Keywords: antigen, anti-N-methyl-d-aspartate receptor encephalitis, B cell, brain, epitope, functionality, humoral, immunoglobulin class, psychosis, stress
INTRODUCTION
The biological significance of natural AB and the normal autoimmune repertoire of mammals – even though principally recognized for many decades – has to a large degree remained mysterious. Natural AB of different classes are produced from early development on in the absence of exposure to foreign antigens. Their physiological role is only partly understood, and little is known about the circumstances and mechanisms that may potentially turn these natural ‘harmless’ AB of the normal autoimmune repertoire into symptomatic or disease-relevant AB.
According to the present concept, natural AB (IgM, IgA or IgG) are made by B1 cells and marginal zone splenic B cells, independent of T cell help. In contrast, immune IgM and subsequently IgG or IgA are produced in response to foreign antigens by B2 cells that require antigen binding to the B-cell receptor and additional T-cell support to generate AB. The IgM secreting B2 cells migrate to B-cell follicles where, with the help of T cells, they undergo isotype switching and somatic hypermutation. Resulting are long-lived memory B cells, capable of differentiating into plasma cells that produce high-affinity binding IgG or IgA [1–4]. Whether, where and how these two general models intermingle, leading to autoimmune disease, is still quite nebulous.

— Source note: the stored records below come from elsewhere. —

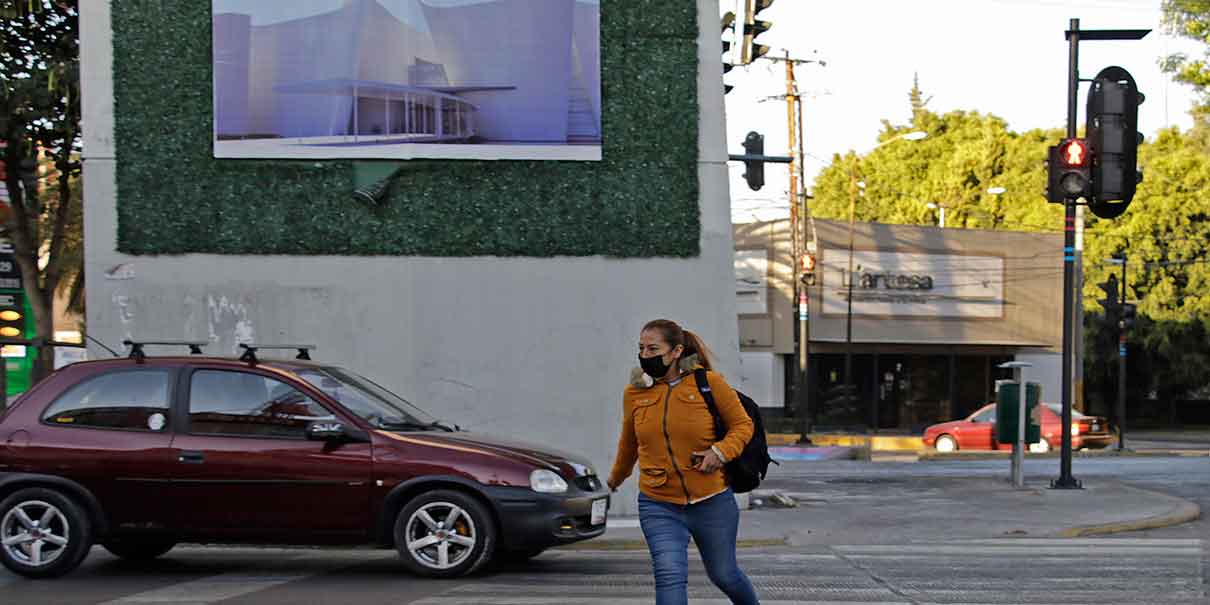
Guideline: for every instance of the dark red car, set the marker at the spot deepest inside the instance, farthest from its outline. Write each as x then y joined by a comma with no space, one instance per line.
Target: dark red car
139,454
978,431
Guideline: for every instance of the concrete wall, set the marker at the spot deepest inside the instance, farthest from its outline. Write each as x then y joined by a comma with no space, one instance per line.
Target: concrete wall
537,349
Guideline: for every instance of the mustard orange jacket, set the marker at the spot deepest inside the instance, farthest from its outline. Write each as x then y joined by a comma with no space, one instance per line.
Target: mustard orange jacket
662,426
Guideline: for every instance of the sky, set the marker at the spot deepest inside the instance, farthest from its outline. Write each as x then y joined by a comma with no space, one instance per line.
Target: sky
1001,57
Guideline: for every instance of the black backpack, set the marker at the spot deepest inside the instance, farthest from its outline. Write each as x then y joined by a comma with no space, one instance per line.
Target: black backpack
745,472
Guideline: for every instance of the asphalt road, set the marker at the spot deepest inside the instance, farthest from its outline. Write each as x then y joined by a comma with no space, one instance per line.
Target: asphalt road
1156,566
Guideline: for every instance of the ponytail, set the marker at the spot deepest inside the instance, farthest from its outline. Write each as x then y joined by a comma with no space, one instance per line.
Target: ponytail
695,345
675,335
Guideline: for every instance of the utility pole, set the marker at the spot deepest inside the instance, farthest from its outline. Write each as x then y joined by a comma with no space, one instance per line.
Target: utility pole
1070,200
800,289
1122,363
1065,479
799,222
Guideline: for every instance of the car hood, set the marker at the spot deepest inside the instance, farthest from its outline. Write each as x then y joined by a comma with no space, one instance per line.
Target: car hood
945,426
569,465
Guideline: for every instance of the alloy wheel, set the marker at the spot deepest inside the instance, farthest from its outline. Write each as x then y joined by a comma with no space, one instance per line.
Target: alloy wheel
441,535
35,533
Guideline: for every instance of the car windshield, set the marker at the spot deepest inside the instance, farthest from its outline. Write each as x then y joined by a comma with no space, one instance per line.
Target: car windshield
1058,409
369,401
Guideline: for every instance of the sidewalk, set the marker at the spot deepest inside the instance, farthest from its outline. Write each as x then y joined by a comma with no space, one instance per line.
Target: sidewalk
937,510
1145,441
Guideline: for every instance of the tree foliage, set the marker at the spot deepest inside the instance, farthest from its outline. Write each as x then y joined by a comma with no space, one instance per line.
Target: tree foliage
40,122
1165,232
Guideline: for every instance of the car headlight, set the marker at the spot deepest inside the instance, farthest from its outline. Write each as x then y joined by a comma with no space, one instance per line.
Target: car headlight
547,482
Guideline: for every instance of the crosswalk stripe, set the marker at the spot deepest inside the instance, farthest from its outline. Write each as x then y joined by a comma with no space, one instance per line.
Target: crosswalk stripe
211,589
912,549
1084,541
615,600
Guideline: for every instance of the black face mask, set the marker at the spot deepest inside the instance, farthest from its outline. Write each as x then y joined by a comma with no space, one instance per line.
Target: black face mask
654,366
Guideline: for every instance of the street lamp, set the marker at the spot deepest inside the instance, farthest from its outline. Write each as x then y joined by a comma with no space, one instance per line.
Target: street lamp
848,312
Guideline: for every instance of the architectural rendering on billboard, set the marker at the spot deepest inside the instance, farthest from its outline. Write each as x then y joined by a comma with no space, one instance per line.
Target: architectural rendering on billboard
402,79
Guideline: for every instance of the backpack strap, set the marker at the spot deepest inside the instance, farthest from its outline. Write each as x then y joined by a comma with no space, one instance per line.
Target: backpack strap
703,386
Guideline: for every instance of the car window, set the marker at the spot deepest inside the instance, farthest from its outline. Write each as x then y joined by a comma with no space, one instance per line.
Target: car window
240,403
1058,409
130,399
987,415
366,398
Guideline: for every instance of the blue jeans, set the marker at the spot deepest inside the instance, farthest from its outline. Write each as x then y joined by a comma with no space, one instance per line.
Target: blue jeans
713,523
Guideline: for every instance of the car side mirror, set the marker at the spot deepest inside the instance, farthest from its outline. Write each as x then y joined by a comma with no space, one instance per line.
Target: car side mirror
332,431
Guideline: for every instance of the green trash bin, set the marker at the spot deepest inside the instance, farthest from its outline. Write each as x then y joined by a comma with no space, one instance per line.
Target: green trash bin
1007,402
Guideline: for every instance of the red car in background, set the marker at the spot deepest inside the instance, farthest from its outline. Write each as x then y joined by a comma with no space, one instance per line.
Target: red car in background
978,431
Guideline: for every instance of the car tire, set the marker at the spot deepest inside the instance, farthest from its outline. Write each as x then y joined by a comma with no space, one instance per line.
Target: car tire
138,549
444,534
58,533
945,444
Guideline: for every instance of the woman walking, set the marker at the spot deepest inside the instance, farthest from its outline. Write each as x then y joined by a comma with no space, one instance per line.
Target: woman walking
668,428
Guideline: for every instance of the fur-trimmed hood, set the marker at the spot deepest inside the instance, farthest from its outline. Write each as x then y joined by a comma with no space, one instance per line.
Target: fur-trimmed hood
639,379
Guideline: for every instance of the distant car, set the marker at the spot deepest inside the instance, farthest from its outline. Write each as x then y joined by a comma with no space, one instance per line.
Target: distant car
978,431
139,454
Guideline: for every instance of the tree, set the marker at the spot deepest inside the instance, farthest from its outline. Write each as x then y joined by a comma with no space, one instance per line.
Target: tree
1165,236
1165,232
964,155
40,122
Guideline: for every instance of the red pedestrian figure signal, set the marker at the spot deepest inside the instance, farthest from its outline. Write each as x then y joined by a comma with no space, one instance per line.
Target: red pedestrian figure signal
1075,153
1070,171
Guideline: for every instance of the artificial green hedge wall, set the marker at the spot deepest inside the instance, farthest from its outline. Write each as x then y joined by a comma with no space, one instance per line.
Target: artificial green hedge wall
641,200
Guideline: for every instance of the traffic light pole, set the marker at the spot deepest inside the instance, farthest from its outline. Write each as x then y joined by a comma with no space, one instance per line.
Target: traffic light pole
1065,479
1122,363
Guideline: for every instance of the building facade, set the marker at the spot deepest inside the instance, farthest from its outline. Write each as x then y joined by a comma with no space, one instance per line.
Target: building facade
934,311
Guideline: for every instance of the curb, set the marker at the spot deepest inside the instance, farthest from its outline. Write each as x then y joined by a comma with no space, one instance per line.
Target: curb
641,545
1185,512
1054,454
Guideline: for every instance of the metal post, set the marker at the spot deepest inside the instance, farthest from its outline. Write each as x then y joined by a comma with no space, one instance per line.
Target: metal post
1122,366
4,384
1019,447
1077,323
848,313
1065,479
797,217
795,248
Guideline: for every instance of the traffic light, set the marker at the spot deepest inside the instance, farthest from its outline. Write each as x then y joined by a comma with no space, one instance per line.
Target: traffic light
748,28
1113,134
1112,301
807,270
754,170
1069,171
729,35
12,316
1128,316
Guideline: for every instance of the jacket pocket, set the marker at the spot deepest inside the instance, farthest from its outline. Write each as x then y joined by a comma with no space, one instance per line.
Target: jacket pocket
654,477
644,412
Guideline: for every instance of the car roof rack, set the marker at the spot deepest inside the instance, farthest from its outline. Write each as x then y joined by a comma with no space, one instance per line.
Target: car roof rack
195,346
249,351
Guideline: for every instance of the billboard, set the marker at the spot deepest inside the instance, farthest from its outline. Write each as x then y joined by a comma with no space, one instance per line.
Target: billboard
407,79
910,284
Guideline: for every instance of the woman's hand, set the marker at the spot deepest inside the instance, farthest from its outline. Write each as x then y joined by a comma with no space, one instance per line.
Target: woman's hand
709,462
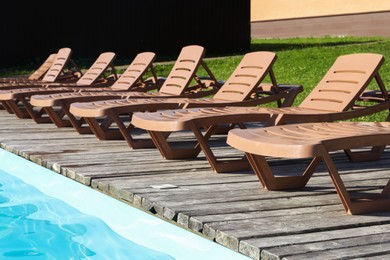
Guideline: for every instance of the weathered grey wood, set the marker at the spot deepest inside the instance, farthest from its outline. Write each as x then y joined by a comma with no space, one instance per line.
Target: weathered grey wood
232,209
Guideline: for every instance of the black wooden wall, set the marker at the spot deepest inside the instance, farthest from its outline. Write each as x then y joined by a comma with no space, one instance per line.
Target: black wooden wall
37,28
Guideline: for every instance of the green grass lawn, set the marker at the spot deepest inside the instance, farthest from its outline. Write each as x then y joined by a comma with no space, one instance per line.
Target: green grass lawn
301,61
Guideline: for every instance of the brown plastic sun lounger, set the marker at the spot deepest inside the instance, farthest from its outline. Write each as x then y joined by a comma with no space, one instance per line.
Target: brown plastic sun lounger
16,101
241,89
317,141
36,75
177,84
133,78
58,71
336,97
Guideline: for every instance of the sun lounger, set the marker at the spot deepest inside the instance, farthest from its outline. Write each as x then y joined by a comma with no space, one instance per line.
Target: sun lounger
241,89
16,101
54,69
318,141
36,75
336,97
177,84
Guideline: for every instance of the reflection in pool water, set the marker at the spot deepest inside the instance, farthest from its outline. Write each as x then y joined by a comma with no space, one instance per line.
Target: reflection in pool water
44,215
35,225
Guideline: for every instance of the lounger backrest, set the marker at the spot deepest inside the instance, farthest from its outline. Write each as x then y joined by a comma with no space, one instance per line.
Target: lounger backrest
102,63
344,82
135,71
247,76
40,72
58,65
183,70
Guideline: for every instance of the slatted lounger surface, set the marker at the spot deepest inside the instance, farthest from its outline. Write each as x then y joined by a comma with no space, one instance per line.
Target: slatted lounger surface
317,141
57,72
36,75
17,100
334,98
177,84
241,89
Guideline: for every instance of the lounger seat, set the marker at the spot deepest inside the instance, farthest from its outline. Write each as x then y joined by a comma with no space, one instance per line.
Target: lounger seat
337,96
243,88
317,141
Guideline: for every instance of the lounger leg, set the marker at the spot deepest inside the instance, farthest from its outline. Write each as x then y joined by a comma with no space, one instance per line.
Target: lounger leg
56,117
272,182
217,165
168,152
127,131
358,205
374,154
12,105
101,130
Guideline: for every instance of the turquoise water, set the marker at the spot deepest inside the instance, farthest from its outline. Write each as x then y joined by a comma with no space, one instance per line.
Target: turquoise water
44,215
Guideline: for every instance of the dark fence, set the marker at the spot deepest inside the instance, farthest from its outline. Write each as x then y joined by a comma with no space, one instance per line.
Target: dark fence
36,28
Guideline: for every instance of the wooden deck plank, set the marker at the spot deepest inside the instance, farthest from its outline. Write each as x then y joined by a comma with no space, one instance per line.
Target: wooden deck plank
230,208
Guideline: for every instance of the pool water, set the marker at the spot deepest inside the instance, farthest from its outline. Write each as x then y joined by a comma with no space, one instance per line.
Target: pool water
44,215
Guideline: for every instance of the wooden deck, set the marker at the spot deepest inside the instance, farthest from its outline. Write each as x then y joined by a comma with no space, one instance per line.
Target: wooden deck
231,209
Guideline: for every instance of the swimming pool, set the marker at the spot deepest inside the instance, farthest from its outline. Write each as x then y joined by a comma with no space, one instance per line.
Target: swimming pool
44,215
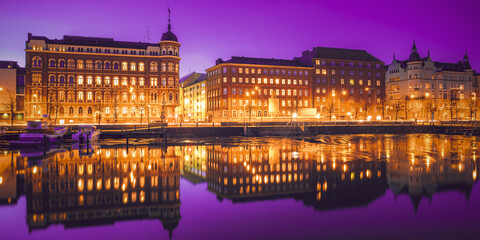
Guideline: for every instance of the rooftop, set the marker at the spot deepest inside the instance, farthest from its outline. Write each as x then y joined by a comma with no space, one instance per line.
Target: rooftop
337,54
92,41
263,61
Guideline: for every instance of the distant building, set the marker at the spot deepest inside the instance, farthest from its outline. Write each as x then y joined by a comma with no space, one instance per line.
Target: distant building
419,88
12,78
347,84
245,88
90,79
193,94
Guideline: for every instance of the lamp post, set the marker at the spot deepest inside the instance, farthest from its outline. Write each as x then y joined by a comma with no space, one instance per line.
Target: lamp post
474,98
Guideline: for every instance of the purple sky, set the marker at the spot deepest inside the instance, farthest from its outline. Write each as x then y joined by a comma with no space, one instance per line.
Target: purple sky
210,29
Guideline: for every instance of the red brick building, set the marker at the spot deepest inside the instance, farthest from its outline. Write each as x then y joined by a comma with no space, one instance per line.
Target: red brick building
90,79
253,88
347,84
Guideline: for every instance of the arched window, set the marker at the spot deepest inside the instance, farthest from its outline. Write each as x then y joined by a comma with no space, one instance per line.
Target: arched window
89,64
98,65
154,67
80,96
80,64
89,80
37,61
61,96
71,63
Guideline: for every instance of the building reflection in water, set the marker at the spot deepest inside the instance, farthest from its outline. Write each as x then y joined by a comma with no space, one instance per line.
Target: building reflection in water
105,186
78,186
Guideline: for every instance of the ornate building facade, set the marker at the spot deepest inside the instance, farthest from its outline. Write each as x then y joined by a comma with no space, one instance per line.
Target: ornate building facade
89,79
347,84
254,88
193,94
419,88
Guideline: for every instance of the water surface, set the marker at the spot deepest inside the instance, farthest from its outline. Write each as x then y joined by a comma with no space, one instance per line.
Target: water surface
328,187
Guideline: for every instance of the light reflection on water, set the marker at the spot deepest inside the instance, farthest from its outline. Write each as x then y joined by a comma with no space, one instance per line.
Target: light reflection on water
96,186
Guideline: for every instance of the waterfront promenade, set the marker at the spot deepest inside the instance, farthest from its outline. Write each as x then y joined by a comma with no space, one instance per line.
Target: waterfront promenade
224,129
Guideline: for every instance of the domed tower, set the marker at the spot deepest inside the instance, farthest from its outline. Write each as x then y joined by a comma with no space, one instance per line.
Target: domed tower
169,73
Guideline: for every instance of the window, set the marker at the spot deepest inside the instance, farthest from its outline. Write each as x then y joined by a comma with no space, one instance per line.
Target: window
37,62
89,64
89,80
154,67
80,96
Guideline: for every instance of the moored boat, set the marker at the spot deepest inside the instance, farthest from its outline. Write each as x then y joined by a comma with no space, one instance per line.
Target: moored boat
86,133
40,133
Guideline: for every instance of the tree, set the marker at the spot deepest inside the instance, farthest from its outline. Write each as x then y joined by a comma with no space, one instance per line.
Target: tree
10,103
330,108
397,106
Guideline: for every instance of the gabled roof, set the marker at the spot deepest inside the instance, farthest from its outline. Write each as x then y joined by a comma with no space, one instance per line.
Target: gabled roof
263,61
92,41
193,78
340,54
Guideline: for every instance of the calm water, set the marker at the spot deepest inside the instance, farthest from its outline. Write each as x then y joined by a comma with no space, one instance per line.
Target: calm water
330,187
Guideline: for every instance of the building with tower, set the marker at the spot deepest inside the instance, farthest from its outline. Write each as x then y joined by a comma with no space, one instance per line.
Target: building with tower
422,89
101,80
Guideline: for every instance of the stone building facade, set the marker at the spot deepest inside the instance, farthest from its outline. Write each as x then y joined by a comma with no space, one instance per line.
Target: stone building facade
90,79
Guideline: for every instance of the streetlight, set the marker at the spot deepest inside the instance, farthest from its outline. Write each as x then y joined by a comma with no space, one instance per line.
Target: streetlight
474,98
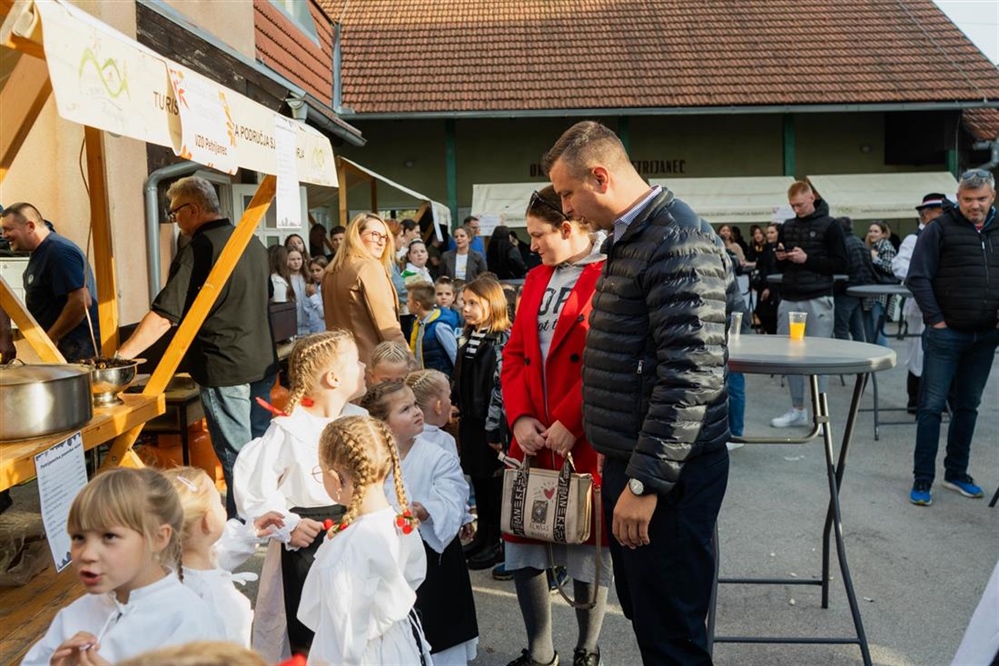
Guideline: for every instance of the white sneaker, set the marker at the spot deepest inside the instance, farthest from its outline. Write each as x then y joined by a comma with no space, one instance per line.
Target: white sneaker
794,417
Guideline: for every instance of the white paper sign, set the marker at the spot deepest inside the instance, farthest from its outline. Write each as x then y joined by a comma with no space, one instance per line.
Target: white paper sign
61,473
288,207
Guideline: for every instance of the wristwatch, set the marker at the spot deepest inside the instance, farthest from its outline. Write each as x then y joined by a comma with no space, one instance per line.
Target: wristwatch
636,487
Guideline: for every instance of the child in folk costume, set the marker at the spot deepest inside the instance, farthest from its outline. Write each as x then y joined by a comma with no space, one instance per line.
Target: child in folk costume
390,360
125,529
433,394
482,429
275,473
213,547
359,595
439,495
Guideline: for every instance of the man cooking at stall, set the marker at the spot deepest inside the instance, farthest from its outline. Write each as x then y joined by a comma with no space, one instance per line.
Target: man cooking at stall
58,283
232,357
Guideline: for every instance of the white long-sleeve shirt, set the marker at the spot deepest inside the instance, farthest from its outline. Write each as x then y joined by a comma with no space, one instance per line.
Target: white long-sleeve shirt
158,615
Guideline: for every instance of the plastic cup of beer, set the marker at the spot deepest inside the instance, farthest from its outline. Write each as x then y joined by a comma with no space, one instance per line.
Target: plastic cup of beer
796,325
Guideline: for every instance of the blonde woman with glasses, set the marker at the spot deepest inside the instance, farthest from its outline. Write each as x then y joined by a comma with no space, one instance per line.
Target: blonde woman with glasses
357,290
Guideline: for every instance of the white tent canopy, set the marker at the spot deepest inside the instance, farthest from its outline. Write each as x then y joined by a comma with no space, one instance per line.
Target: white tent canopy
750,200
504,202
881,196
718,200
441,213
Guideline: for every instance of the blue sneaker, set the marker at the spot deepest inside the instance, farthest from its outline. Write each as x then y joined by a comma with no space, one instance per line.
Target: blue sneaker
965,485
920,493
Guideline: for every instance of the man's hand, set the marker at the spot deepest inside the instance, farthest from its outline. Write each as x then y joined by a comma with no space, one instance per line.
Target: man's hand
419,511
303,535
632,515
530,434
559,439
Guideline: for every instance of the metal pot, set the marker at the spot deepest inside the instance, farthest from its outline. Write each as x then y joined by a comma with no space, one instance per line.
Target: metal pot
41,399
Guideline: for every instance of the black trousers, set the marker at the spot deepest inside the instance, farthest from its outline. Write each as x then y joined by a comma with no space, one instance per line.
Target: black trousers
295,565
665,587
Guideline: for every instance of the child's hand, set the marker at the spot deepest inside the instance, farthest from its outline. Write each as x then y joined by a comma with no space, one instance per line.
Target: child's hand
68,653
264,523
92,658
419,511
303,535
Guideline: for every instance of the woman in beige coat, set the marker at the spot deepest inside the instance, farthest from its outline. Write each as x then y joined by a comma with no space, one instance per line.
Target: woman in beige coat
357,292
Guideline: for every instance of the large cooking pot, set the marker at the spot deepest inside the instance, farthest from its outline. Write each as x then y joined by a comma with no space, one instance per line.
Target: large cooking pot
40,399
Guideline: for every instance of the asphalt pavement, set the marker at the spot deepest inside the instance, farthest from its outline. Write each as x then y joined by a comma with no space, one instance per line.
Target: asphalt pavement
918,571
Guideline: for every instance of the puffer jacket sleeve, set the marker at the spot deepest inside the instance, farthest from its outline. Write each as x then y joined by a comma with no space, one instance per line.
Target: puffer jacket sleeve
686,287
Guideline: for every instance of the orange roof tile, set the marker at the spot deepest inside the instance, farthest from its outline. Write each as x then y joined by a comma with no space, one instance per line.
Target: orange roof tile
283,47
444,56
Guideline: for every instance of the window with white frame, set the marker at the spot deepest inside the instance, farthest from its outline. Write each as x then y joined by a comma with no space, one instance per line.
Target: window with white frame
300,13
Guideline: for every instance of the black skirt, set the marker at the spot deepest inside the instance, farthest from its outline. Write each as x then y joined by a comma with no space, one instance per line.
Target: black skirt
445,601
295,565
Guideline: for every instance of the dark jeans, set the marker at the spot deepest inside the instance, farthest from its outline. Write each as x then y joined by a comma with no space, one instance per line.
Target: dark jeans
665,587
234,418
964,360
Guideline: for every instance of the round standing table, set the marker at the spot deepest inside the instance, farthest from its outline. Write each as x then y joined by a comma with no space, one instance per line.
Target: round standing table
811,357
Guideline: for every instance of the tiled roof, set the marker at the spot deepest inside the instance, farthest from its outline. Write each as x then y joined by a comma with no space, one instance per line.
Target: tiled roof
983,124
282,46
441,56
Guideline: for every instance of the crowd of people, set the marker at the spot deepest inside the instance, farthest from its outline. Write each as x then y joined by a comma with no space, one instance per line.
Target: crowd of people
417,372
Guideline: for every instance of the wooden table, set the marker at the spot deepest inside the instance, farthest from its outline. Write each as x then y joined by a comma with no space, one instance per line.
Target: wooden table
17,458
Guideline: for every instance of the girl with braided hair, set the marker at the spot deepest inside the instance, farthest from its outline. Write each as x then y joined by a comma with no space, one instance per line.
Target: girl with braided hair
125,528
274,473
439,492
359,595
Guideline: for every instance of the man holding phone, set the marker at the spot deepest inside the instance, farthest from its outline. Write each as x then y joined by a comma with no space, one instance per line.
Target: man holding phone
811,249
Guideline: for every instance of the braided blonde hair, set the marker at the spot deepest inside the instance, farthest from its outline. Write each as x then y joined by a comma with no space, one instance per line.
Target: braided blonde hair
196,492
312,356
363,448
428,386
391,351
139,499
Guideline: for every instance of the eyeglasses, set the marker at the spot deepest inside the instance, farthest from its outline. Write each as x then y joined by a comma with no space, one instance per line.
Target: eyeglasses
376,236
973,174
538,199
172,213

Based on protein arrays and immunostaining of brain sections, human subjects as well as other mammals were reported to carry up to 1000 different serum AB, many directed against yet to be identified brain antigens, with a pattern highly variable among individuals [5,6]. This astonishing finding indicates that these AB might be important mediators, for instance in regulating immune responses, including immune maturation and tolerance induction, dampening inflammation, or in apoptotic cell clearance and debris removal [1,2,6]. Of potential diagnostic relevance is their new application as biomarkers revealing or excluding specific disease signatures [7,8▪,9,10].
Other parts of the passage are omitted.